A folha de pagamentos dos professores hoje é de aproximadamente R$ 175
bilhões – 70% dos gastos de Estados e municípios com educação. Nas
próximas três décadas o custo da folha dos aposentados não será inferior
a R$ 100 bilhões por ano e pelas regras atuais crescerá na mesma
proporção da folha dos ativos. Só que não há Fundeb para pagar essa
conta. Esse valor de R$ 100 bilhões representa 1,5% do produto interno
bruto (PIB). Se esse raciocínio valer para outros grupos, o PIB nacional
seria distribuído para 30% da população, ficando o restante com nenhum
real. A conta ainda poderá ficar mais salgada se, neste momento de
transição demográfica, o Ministério Público continuar a insistir na
efetivação dos professores temporários, contrariando o princípio da
razoabilidade e ignorando a realidade demográfica.

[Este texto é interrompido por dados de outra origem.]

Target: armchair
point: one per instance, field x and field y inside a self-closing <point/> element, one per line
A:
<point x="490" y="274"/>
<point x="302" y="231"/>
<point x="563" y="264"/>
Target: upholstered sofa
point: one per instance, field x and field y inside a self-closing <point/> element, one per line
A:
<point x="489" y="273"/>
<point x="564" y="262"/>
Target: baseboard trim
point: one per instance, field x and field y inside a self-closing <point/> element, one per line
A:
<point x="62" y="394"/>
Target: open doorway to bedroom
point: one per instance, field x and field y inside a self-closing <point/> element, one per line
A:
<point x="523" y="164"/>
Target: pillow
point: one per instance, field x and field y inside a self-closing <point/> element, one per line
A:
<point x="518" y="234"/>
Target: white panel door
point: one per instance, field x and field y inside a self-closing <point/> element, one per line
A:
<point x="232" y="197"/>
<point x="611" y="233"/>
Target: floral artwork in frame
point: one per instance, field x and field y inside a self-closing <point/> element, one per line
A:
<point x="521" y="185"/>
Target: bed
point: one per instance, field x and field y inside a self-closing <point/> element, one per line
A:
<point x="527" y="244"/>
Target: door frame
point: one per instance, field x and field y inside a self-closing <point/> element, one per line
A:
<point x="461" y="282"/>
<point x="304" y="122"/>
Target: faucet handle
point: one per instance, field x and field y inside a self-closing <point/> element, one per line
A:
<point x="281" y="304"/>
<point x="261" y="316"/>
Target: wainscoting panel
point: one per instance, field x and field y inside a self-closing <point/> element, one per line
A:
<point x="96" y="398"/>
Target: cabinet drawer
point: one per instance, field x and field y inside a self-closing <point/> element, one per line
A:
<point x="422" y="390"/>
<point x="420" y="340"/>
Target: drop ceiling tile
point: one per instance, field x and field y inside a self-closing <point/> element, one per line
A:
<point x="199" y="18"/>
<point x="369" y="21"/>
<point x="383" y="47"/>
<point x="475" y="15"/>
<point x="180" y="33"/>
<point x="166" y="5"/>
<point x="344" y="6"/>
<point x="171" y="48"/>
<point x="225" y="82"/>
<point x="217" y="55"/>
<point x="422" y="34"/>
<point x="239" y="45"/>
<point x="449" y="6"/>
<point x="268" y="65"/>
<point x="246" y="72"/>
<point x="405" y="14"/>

Vejamos agora a janela de oportunidade. No agregado, hoje temos um
número suficiente de professores. Se, em média, eles trabalham 30 anos,
precisaremos de pouco mais de 30 mil professores por ano. No curto
prazo, isso poderia ser suprido se apenas 30% dos professores dobrassem
sua carga horária, o que já corresponde à realidade. Portanto, nem no
curto nem no médio prazo existe uma carência gigantesca de professores
no nível agregado.
Por outro lado, as políticas em vigor andam na contramão da
eficiência. Como vimos anteriormente, temos dois professores para cada
turno de aulas – o ideal seria algo próximo a um. Portanto, hoje já
gastamos o dobro do necessário ou, visto de outra forma, poderíamos
dobrar o salário dos professores se fôssemos 100% eficientes. Ao mesmo
tempo, temos mil cursos de pedagogia e licenciatura com 1,5 milhão de
alunos matriculados e aproximadamente 240 mil alunos concluintes por ano
sem nenhuma perspectiva de emprego.
A oportunidade, portanto, é clara. As próximas gerações terão mais
chance de acesso a uma educação pública de qualidade se os professores
tiverem um regime previdenciário semelhante ao dos demais contribuintes.
Finalmente, a reforma também deveria criar espaço para equacionar o
déficit previdenciário de Estados e municípios.
Se o Ministério da Economia fizer o dever de casa e os deputados
votarem a favor das crianças que estão nascendo e vão nascer, surgirá a
oportunidade de redefinir as carreiras e a formação docente.
Considerando as distorções de fluxo escolar e a redução demográfica, no
curto prazo seria essencial poder contar com o mecanismo das
contratações provisórias. Para o médio e o longo prazos, duas medidas
adicionais poderiam contribuir para tornar viáveis saídas virtuosas para
o atual círculo vicioso: a instituição de carreiras semipermanentes
para o magistério e a mudança nas condições de acesso ao magistério. Um
estudo da OCDE mostra que nos 19 países de melhor desempenho educacional
há poucos pontos em comum no que diz respeito à carreira dos docentes.
Mas dois deles se destacam: os professores são recrutados entre os 30%
melhores alunos do ensino médio e os sistemas de formação são totalmente
diferentes. Ou seja, o mais urgente é mudar o perfil de recrutamento.
O futuro do capital humano do País está na educação. E o futuro da
educação está nas mãos dos responsáveis pela reforma da Previdência e
pela negociação das dívidas dos Estados e municípios.